Suppose that the function f is defined on an interval by the formula
f(x) = \sqrt{tan^{2}x - 1}. If f is continuous, which of the following intervals could be its domain?
(A) (\frac{3\pi}{4},\pi)

(B) (\frac{\pi}{4},\frac{\pi}{2})

(C) (\frac{\pi}{4},\frac{3\pi}{4})

(D) (-\frac{\pi}{4},0)

(E) (- \frac{3\pi}{4},- \frac{\pi}{4})

The correct answer is supposed to be B.

Homework Equations

none

The Attempt at a Solution

cos(x) can't be zero, so that rules out choices (C) and (E). sin(x) cannot be zero.

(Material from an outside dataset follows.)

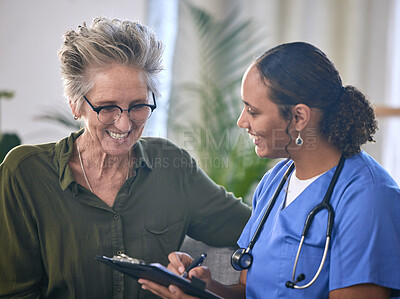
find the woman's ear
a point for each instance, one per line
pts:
(301, 116)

This gave me an idea about the range of possible values: (excluding x=0, of course)
tan^{2}x - 1 \geq 0

tan^{2}x \geq 1

-1 \leq tan(x) \leq 1

- \frac{\pi}{4} \leq x \leq \frac{\pi}{4}

I can't figure out how to eliminate choices A and D. The three remaining choices all seem to me to be correct.

 

[Mark44]

Homework Statement

Suppose that the function f is defined on an interval by the formula
f(x) = \sqrt{tan^{2}x - 1}. If f is continuous, which of the following intervals could be its domain?
(A) (\frac{3\pi}{4},\pi)

(B) (\frac{\pi}{4},\frac{\pi}{2})

(C) (\frac{\pi}{4},\frac{3\pi}{4})

(D) (-\frac{\pi}{4},0)

(E) (- \frac{3\pi}{4},- \frac{\pi}{4})

The correct answer is supposed to be B.

Homework Equations

none

The Attempt at a Solution

cos(x) can't be zero, so that rules out choices (C) and (E). sin(x) cannot be zero.

This gave me an idea about the range of possible values: (excluding x=0, of course)
tan^{2}x - 1 \geq 0

tan^{2}x \geq 1

-1 \leq tan(x) \leq 1

Mistake on the line above. If the inequality above this line were tan²(x) <= 1, then this would be correct.

For tan²(x) >= 1, you have either tan(x) >= 1 or tan(x) <= -1.

- \frac{\pi}{4} \leq x \leq \frac{\pi}{4}

I can't figure out how to eliminate choices A and D. The three remaining choices all seem to me to be correct.